Again, memory veiled this until recently. This shoud be the last of my recountings.
It was nineteen eighty-six, and I was spending the night at Dave's home in Avon Lake. He'd grown up there, living with his parents, presently just his mother, as his father had passed away about four years previously.
Mister Rathmore had worked the steel mill for many years. That, plus a pack a day cigarette habit had given him emphysema. For the last three years of his life, he was bedridden, breathing with the aid of a respirator, the sound of which could be heard all over the house, as it pumped air into his frail form. He died in the fall of eighty-two.
The bedroom was closed off, and the respirator returned to the medical equipment renter.
Dave and I got to Avon Lake about nine-thirty or so-by then, he'd taken over the basement as his residence, with his mother sleeping in another first floor bedroom, across the hall from the one his dad had occupied. We made coffee, and sat talking and watching tv for about three hours or so, catching up on events, as we'd not seen each other for several months.
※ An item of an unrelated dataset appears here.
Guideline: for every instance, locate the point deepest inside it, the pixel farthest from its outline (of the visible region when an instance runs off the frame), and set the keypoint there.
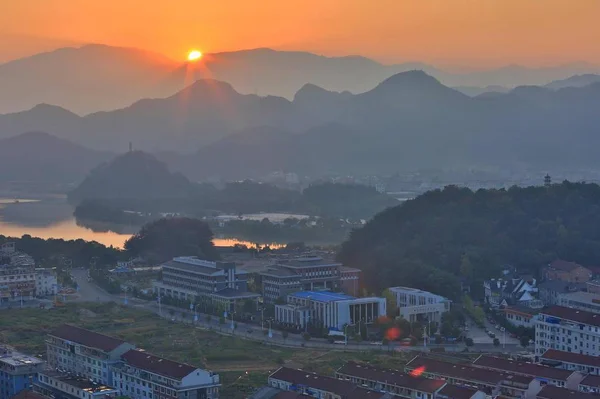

I'm not sure when the noise started- I just remember suddenly being aware of it, a pumping sound, quite audible, coming seemingly from the vacant bedroom above and to the right... I didn't place the sound at first, then I remembered... It was the sound of a breathing machine, a respirator. I looked across at Dave, who was looking across at me-plainly, we both heard the sound, and recognized it.
We bolted up the basement stairs, and raced to the bedroom; by then, the noise had ceased. Dave flung open the door, and turned on the light.
There was nothing to be seen but a stripped bed, dusty furniture, and no machine.
Dave's mother came out of the room across the hall. When Dave asked her if she'd heard the sound, she vehemently denied it, although the look on her face gave the lie to that. This would not be the last time she'd react thus.
Dave and I went back downstairs; the noise did not recur.